Elsewhere,
Julian Sabreur of MI5 is dealing with a national threat to security, as a top
government scientist has been attacked, and losing her isn’t an option. Yet when
he tries to make sense of the attack, he finds only strange leads that lead him
directly to Lee and Mal, and their otherworldly company.
There’s
very little to fault about this book. There’s something about a carefully
written story that believably warps our sense of space and time that I can’t
resist, and The Doors of Eden is not only a contender in this genre, but a
heavyweight. Literally.
But don’t
be intimidated by the size of this tome. The prose is so elegant, and the
writing so snappy, that you soon forget you’re making your way through a 597-page
monster. As the story unfolds, the pain in your wrists will be replaced with
joy – at a truly mesmerizing story, and a serious FOMO for earths that never
were.
Tchaikovsky
has a unique talent: he writes science fiction that reads like real science.

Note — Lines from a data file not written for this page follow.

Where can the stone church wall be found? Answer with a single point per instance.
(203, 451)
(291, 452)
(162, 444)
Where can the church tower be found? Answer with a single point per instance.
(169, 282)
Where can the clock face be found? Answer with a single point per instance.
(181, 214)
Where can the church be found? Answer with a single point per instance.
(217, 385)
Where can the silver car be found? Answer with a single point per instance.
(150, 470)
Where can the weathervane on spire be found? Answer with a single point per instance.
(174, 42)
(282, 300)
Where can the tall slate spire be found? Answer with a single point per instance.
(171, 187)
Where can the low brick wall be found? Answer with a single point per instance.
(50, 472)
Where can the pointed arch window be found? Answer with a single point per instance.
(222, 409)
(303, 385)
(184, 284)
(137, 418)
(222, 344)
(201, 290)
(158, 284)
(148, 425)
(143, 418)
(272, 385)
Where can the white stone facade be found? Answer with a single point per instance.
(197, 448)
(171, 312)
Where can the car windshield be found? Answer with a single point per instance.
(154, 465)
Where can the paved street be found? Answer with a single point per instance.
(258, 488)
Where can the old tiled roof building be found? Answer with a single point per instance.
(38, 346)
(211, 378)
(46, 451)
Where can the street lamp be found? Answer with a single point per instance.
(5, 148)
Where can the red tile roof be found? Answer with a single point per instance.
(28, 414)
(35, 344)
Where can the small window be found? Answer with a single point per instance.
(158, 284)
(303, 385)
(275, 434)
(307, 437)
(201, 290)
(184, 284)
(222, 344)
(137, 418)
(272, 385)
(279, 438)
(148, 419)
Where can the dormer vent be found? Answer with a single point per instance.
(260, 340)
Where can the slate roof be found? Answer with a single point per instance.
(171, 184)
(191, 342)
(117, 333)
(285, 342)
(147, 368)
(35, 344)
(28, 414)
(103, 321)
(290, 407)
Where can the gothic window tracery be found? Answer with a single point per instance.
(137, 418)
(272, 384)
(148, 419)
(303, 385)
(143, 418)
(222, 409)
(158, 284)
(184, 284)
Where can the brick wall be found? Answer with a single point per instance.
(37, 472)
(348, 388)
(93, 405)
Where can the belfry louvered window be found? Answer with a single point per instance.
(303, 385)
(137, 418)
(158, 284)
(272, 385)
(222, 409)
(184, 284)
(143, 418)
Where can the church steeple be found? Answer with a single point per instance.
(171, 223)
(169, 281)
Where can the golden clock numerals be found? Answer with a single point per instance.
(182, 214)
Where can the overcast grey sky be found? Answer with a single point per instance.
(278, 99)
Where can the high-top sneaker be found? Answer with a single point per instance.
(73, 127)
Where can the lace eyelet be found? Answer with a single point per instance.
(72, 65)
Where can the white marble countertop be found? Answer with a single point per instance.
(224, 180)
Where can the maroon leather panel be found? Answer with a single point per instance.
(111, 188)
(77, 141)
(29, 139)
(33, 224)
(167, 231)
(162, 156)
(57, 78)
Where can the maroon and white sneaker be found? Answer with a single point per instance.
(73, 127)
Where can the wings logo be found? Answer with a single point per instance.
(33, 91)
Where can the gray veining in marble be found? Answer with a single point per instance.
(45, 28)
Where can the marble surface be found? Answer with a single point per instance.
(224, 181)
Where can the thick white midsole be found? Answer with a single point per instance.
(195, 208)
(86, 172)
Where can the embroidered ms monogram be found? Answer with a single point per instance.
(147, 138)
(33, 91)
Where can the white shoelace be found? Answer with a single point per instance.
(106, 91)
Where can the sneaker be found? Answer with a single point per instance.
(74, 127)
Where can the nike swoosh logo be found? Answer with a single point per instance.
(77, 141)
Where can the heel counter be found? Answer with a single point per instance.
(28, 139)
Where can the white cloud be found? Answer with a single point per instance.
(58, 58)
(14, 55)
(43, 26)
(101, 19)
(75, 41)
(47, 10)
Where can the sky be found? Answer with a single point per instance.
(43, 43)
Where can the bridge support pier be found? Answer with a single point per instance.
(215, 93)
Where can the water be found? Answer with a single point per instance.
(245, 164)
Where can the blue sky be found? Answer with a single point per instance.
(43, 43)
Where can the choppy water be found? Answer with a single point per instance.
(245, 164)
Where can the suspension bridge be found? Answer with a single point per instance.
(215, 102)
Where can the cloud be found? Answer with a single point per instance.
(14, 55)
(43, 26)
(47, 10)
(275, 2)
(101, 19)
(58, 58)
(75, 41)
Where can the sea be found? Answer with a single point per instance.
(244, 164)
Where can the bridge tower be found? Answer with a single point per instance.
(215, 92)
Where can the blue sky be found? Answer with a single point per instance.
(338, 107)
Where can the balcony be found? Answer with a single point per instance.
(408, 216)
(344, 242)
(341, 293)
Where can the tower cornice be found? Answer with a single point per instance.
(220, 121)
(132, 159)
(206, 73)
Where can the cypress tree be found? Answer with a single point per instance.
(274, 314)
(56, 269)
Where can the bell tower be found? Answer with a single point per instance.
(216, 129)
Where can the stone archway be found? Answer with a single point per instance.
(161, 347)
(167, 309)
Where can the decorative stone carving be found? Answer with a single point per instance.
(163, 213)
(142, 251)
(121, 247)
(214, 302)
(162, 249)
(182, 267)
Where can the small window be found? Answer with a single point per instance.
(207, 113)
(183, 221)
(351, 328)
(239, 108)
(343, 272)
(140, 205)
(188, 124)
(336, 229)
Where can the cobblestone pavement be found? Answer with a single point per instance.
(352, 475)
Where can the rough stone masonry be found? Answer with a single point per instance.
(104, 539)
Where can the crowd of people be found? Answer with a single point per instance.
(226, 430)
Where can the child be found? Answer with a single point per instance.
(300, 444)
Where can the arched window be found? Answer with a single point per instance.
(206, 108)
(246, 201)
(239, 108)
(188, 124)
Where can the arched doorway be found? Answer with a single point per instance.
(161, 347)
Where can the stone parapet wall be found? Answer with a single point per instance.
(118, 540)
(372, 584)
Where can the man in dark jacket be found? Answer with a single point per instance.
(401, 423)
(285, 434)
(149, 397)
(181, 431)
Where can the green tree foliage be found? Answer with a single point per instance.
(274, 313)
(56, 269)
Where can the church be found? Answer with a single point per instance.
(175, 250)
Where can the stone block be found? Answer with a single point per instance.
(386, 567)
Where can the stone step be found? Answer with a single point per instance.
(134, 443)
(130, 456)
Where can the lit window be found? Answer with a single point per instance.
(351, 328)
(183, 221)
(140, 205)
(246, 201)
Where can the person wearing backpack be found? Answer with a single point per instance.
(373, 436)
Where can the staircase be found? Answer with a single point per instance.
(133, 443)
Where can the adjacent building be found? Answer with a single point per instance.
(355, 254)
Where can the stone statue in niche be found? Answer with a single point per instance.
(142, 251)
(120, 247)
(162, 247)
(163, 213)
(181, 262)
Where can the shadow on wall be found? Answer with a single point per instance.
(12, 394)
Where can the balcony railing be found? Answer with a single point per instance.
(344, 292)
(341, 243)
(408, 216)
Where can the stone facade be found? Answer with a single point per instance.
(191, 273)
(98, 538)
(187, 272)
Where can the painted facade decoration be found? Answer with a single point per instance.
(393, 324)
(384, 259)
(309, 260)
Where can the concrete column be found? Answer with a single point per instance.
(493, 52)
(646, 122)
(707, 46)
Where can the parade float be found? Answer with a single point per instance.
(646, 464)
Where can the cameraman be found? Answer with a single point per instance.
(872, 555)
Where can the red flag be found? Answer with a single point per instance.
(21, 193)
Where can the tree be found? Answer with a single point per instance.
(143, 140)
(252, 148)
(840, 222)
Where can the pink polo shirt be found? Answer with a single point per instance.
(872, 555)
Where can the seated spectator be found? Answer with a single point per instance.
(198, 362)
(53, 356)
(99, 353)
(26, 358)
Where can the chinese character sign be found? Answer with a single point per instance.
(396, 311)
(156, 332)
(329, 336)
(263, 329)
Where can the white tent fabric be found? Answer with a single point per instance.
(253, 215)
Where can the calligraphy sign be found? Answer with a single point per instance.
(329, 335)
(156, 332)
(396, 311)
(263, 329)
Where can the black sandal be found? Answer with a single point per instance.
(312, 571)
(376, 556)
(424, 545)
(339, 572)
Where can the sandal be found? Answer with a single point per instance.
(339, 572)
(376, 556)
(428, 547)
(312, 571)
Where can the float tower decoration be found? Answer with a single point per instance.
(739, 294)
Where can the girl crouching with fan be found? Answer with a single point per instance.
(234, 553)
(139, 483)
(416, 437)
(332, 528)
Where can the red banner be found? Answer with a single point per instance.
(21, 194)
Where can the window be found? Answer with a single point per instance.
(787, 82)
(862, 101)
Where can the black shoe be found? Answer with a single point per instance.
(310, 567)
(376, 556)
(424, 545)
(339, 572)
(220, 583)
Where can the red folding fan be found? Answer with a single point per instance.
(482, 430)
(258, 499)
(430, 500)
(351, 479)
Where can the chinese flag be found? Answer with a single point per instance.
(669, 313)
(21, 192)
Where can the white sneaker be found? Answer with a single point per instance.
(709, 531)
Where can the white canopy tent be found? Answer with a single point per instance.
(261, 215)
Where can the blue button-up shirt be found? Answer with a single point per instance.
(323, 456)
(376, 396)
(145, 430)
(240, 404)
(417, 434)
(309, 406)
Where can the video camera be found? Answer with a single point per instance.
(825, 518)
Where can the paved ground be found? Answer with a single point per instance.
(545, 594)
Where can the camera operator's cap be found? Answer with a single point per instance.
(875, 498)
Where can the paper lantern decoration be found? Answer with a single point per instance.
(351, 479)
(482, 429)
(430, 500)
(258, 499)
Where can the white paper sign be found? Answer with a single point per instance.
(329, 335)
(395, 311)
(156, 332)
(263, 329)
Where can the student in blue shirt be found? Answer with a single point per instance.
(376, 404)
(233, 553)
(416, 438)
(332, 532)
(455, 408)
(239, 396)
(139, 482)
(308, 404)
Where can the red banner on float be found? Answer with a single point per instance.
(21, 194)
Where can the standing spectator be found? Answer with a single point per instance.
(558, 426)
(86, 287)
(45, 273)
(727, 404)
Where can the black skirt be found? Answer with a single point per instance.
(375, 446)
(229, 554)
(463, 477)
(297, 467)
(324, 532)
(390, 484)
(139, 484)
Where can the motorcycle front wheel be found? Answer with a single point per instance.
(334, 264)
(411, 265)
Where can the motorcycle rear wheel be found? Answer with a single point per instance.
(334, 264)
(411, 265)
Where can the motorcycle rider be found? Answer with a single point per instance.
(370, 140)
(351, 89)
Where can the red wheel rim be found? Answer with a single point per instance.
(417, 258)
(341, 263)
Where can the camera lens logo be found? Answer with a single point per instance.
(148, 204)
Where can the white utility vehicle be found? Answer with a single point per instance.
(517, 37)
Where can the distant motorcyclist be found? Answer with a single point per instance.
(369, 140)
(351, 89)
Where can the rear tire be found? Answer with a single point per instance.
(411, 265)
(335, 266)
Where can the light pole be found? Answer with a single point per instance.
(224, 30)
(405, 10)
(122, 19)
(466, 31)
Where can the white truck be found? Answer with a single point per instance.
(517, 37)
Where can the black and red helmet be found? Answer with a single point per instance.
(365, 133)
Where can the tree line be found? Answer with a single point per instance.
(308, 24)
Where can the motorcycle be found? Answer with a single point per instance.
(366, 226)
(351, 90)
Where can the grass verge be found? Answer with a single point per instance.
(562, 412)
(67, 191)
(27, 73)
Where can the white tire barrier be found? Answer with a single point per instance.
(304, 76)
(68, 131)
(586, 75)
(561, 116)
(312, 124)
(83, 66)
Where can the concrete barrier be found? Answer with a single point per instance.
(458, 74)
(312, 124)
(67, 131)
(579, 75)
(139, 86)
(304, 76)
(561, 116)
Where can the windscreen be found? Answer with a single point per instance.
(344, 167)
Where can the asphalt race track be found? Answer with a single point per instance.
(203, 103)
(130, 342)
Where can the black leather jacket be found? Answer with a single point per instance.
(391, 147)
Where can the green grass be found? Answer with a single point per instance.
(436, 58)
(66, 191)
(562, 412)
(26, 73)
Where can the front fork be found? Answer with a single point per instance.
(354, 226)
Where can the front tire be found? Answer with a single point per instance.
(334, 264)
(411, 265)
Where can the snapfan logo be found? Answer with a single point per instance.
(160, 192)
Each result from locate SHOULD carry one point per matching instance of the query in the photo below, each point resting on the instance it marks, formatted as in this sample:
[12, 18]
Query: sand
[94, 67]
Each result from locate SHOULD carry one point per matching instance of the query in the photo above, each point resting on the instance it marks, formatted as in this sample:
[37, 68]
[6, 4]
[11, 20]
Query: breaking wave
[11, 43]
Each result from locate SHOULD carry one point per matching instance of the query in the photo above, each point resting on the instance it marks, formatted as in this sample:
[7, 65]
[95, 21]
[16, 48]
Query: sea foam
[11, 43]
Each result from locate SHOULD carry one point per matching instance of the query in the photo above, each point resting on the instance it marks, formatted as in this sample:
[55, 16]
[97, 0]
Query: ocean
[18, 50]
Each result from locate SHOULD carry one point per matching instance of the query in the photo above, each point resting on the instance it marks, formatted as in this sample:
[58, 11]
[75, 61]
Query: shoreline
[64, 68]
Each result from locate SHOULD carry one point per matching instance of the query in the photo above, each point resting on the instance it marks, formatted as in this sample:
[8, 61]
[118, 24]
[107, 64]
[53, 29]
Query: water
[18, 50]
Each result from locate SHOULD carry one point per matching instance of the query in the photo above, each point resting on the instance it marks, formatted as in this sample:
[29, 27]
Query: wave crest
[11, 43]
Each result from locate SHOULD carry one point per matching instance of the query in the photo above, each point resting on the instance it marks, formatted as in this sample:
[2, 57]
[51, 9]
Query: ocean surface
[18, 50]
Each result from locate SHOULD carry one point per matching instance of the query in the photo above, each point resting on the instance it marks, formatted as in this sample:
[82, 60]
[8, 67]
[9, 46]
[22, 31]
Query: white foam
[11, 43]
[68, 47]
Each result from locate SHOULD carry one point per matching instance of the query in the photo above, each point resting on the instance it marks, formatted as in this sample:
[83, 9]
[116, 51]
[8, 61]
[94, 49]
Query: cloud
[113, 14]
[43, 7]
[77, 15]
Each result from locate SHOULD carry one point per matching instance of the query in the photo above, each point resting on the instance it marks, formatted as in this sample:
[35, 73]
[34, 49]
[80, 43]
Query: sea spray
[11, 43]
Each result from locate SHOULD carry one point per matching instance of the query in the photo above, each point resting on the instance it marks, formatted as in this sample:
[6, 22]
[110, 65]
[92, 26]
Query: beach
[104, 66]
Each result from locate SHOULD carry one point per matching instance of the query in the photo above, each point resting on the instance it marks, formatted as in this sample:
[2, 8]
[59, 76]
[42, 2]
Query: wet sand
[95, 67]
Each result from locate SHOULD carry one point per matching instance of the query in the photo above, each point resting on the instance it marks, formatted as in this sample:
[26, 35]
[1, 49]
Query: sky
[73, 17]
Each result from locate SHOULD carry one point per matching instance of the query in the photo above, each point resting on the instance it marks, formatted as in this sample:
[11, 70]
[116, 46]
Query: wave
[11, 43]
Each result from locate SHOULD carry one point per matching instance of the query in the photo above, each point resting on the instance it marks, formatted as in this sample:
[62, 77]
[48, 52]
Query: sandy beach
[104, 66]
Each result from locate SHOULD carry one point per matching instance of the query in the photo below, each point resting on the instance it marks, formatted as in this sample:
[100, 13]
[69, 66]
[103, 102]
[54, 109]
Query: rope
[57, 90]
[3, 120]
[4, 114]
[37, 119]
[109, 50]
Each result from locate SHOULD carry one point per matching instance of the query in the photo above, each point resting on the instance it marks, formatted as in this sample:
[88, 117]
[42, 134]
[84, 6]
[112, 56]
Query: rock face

Between
each chapter of this book, there’s a clever trick – a chapter from a biology
text that not only gives weight to the strange creations that have sprouted
from the writer’s imagination, but manages to make all these seemingly outlandish
theories not just possible, but believable. By the final chapter of The
Doors of Eden, you’ll have been so cleverly primed to believe in the
extraordinary, that you’ll no longer notice that faint line between reality and
fiction – it’s abolished, by sheer good writing and epic story-telling. That kind
of magic alone is what makes The Doors of Eden worth reading – it’s as
much an experience as it is a journey through space and time.